Toler joins '51 Dons teammate in '55 customs


Until I watched the ESPN documentary '51 Dons, I had never heard of Burl Toler. He wasn't familiar from my football card collecting days of the 1950s-1960s . . . because he never had a football card.

Go back and review my blog post for May 30, when I presented by 1955-style All-American card of Ollie Matson, and you'll get a bit of background. For further reading, I recommend the obituary run in the N.Y. Times, http://www.nytimes.com/2009/08/21/sports/football/21toler.html .

Toler was a Memphis native who went to a segregated high school and never played prep football. He enrolled at City College of San Francisco where he was a teammate of future Hall of Famer Ollie Matson. In 1948 the CCSF Rams won the mythical junior college national championship; both Toler and Matson transferred to the University of San Francisco the next year.

The Dons were 7-3 in 1949, 7-4 in 1950 and 9-0 in 1951. Toler played on the offensive line but excelled on defense as a linebacker, not a position traditionally played by blacks in that era. Another Hall of Fame teammate, Gino Marchetti, said Toler was the "best tackler, the hardest hitter, and had the most speed" on a defense that held its 1951 opponents to an average of just eight points per game.

Eight of the 1951 USF Dons eventually played in the NFL, but not Burl Toler. He was drafted in the ninth round (#105 overall) of the 1952 NFL draft by the Cleveland Brown, but suffered a career-ending knee injury in the college all-star game against the L.A. Rams.

Toler worked for many years in the San Francisco school district as a teacher and, later, as the first black secondary school principal in the system.

He was also a well-respected sports official. In 1965 he became the first black official in any U.S. major professional team sport. He was named a head linesman in the NFL by commissioner Pete Rozelle. Rozelle knew Toler well. When the 1951 Dons were rolling up their 9-0 record, Rozelle was the school's athletic publicity director.

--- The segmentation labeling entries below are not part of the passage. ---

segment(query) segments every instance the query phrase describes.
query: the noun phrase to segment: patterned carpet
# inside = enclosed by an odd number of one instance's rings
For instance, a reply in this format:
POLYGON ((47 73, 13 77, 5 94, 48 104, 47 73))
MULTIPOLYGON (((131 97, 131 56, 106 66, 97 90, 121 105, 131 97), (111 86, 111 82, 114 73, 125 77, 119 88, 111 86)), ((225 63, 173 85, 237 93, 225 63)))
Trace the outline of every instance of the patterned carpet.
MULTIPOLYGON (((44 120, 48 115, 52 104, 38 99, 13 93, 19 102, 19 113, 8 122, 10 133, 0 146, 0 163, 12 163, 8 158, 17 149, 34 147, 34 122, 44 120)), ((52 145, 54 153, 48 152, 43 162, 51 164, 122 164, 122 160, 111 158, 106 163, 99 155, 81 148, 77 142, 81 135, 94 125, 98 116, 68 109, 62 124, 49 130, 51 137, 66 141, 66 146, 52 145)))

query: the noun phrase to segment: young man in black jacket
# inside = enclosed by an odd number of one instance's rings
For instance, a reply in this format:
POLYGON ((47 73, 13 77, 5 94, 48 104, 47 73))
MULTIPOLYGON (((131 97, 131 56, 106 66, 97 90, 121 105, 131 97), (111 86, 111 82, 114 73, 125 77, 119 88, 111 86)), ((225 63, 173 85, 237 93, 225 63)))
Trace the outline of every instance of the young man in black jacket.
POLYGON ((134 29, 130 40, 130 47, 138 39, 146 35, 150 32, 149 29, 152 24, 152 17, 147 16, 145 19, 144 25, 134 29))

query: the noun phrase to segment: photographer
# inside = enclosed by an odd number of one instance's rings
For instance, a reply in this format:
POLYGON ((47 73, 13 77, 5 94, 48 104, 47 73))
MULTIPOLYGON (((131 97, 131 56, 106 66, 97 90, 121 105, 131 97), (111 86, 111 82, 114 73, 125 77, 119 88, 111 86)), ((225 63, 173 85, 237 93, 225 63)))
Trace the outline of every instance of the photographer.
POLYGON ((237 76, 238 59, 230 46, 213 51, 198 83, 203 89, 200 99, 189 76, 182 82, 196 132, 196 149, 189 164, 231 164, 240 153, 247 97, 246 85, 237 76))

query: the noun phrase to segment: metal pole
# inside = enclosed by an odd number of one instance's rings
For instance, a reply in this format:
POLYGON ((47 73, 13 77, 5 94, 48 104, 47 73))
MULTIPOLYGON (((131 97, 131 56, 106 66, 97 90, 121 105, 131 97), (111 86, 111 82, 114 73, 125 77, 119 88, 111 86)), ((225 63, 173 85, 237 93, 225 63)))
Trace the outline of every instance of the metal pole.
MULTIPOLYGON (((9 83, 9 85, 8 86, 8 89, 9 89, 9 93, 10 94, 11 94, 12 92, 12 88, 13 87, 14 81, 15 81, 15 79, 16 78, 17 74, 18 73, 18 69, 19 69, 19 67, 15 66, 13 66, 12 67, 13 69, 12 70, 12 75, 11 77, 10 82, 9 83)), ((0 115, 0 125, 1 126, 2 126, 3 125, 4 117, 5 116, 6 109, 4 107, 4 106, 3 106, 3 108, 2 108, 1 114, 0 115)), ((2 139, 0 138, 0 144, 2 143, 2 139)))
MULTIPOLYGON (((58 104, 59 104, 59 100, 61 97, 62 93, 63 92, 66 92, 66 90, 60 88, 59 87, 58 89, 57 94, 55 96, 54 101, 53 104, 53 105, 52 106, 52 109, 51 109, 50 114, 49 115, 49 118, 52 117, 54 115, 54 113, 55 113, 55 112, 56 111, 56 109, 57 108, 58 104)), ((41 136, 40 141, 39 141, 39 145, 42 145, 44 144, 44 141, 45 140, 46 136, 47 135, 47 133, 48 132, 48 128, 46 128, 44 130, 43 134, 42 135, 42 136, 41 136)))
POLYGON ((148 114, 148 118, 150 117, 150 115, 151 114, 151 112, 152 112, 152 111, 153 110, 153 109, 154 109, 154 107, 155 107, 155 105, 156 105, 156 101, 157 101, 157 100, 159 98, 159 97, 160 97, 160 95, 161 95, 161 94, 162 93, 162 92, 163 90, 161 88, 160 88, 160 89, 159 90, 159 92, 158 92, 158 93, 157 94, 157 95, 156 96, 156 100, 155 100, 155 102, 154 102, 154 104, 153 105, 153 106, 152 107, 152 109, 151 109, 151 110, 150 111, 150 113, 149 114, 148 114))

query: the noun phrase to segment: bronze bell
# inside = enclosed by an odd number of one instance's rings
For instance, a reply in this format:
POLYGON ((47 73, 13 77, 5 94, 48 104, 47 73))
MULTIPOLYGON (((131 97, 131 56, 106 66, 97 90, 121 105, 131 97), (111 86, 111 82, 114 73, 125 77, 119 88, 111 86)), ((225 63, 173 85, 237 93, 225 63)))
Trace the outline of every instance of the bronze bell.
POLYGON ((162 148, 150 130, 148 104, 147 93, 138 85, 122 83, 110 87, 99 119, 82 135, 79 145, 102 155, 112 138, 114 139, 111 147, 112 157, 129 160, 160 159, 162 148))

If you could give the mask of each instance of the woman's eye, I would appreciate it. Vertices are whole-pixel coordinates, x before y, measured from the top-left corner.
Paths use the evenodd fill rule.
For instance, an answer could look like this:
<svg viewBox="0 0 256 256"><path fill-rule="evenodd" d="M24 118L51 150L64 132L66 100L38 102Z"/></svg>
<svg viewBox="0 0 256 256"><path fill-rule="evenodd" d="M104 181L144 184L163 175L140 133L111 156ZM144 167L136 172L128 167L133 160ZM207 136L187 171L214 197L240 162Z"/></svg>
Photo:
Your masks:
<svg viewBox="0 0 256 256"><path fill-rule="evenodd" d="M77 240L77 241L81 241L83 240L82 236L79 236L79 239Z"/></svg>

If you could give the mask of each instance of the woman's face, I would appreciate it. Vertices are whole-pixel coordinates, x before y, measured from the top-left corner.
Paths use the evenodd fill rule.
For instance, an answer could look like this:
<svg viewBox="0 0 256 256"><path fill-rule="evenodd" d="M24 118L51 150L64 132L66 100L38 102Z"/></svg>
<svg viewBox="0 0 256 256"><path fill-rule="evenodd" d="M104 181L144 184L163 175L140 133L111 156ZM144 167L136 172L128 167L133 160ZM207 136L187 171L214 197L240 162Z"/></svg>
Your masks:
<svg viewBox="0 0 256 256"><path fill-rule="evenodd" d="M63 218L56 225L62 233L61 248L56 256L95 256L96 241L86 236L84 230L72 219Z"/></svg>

Toler officiated in the NFL on-field for 25 years, through the 1989 season, then joined the commissioner's office in a supervisory capacity. He was on the field in Cincinnati for the 1982 AFL Championship Game known as the Freezer Bowl for the -59 degrees wind chill conditions. In 1980, he became the first black official in the Super Bowl.

Toler died in 2009.

It seems appropriate that Burl Toler finally gets a football card.